Like most modules in Libmba, the ideas and code can be extracted or adapted to meet the needs of your application and do not bind you to a particular "environment" or library. Although the text.h typedefs and macros are used throughout the libmba package, users can simply choose to ignore them and pass char * to functions that accept tchar * (or wchar_t * if libmba has been compiled with -DUSE_WCHAR).
Consider the Russian character called CYRILLIC CAPITAL LETTER GHE which looks like an upside down 'L' has a Unicode value of U+0413. This character's value will be different depending on which charset is being discussed but Unicode is the international standard superset of virtually all charsets so unless otherwise specified Unicode will be used to describe characters throughout this documentation. The number of bytes that the U+0413 character occupies depends on the character encoding being used. Notice that a charset and a character encoding are different things.
Charsets A charset (or characterset) is a map that defines which numeric value represents a particular character. In the Unicode charset CYRILLIC CAPITAL LETTER GHE is the numeric value 0x0413 (written U+0413 in the Unicode standard convention). Some example charsets are ISO-8859-1, CP1251, and GB2312.

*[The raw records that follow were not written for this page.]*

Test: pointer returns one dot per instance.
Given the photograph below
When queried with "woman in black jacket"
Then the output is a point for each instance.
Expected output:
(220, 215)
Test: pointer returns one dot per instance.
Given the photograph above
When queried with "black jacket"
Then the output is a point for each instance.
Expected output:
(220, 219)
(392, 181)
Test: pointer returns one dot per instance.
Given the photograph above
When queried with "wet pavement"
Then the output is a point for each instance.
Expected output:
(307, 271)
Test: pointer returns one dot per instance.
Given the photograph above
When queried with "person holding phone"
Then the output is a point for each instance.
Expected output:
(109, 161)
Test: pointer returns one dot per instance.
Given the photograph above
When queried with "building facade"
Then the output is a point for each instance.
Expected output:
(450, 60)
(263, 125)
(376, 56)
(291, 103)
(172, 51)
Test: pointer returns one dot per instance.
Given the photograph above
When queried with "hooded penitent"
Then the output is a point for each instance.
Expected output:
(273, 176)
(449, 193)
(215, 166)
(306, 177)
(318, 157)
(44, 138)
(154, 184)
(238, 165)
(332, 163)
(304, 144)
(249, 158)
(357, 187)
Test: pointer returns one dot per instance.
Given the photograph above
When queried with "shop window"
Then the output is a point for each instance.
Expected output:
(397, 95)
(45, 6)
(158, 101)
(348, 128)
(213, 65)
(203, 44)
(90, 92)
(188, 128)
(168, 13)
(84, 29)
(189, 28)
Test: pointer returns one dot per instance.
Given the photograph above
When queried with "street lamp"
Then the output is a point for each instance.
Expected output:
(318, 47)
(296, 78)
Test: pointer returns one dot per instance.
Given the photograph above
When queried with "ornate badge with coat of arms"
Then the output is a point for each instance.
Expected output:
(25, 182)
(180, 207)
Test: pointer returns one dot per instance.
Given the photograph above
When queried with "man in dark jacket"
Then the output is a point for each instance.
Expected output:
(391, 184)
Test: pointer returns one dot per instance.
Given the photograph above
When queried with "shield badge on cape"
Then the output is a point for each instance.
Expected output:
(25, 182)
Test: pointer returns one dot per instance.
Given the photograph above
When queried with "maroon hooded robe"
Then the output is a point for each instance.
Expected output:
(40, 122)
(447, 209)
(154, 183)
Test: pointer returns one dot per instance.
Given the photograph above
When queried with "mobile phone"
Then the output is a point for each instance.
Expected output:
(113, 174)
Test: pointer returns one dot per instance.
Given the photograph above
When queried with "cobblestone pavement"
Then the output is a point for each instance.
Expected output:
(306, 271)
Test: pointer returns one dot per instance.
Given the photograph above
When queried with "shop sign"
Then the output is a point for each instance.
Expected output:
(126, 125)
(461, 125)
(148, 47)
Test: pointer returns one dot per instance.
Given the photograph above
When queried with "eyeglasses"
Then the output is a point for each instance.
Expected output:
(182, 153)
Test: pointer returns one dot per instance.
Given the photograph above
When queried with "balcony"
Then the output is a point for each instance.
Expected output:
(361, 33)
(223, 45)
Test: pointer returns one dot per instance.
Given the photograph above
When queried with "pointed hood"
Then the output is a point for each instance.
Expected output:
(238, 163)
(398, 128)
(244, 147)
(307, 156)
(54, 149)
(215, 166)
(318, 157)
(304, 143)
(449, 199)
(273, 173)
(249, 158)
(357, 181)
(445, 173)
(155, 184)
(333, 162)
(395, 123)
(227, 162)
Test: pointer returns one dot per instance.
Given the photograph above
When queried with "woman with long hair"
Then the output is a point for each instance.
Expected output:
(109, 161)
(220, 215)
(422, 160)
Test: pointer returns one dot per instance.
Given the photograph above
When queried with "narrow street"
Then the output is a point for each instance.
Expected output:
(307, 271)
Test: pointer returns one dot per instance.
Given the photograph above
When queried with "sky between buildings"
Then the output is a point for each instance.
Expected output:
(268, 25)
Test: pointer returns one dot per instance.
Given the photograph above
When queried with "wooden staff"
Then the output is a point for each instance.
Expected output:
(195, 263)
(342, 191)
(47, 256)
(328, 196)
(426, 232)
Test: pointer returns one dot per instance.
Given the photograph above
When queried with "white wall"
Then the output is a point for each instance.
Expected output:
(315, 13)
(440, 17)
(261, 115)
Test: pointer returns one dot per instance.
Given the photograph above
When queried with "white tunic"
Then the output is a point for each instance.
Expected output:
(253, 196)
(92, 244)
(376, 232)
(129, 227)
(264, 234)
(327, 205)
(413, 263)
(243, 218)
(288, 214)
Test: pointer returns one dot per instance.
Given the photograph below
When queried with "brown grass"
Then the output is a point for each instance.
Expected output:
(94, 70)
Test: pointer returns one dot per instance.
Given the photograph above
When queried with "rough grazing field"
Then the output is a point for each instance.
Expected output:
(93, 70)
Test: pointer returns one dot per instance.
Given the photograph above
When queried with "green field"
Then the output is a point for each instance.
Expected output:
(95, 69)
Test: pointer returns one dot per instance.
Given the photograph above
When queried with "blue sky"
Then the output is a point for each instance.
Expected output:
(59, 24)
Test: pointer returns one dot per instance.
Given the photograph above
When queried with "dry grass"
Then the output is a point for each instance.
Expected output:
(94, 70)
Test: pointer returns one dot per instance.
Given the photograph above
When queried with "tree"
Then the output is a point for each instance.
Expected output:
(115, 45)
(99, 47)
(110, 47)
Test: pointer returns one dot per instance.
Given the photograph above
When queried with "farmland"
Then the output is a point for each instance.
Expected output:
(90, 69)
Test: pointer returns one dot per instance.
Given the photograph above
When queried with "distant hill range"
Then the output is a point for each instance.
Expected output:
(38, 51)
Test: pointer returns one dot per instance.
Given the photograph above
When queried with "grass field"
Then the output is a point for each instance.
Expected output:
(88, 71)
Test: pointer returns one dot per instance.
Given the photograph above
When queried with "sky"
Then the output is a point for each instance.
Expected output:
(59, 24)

Character Encodings A character encoding defines how the numeric values representing characters are serialized into a sequence of bytes so that it can be operated on in memory, stored on a disk, or transmitted over a network. For example, at least two bytes of memory would be required to hold the value 0x0413. If this value were simply stored as the byte 0x04 followed by the byte 0x13 this encoding would be UCS-2BE meaning Unicode Character Set, 2 bytes, and big-endian. The following are examples of some other Unicode character encodings:
For example the sequence of bytes representing the Unicode character U+0413 in UTF-8 are 0xD0 followed by 0x93. This multi-byte sequence was determined by using a hexedit program to create a file called ucs2.bin containing 2 bytes; 0x04 followed by 0x13. As described before, this encoding is UCS-2BE. To convert the file from UCS-2BE to UTF-8 the command $ iconv -f UCS-2BE -t UTF-8 ucs2.bin > utf8.bin was used followed by hexedit again to view the results.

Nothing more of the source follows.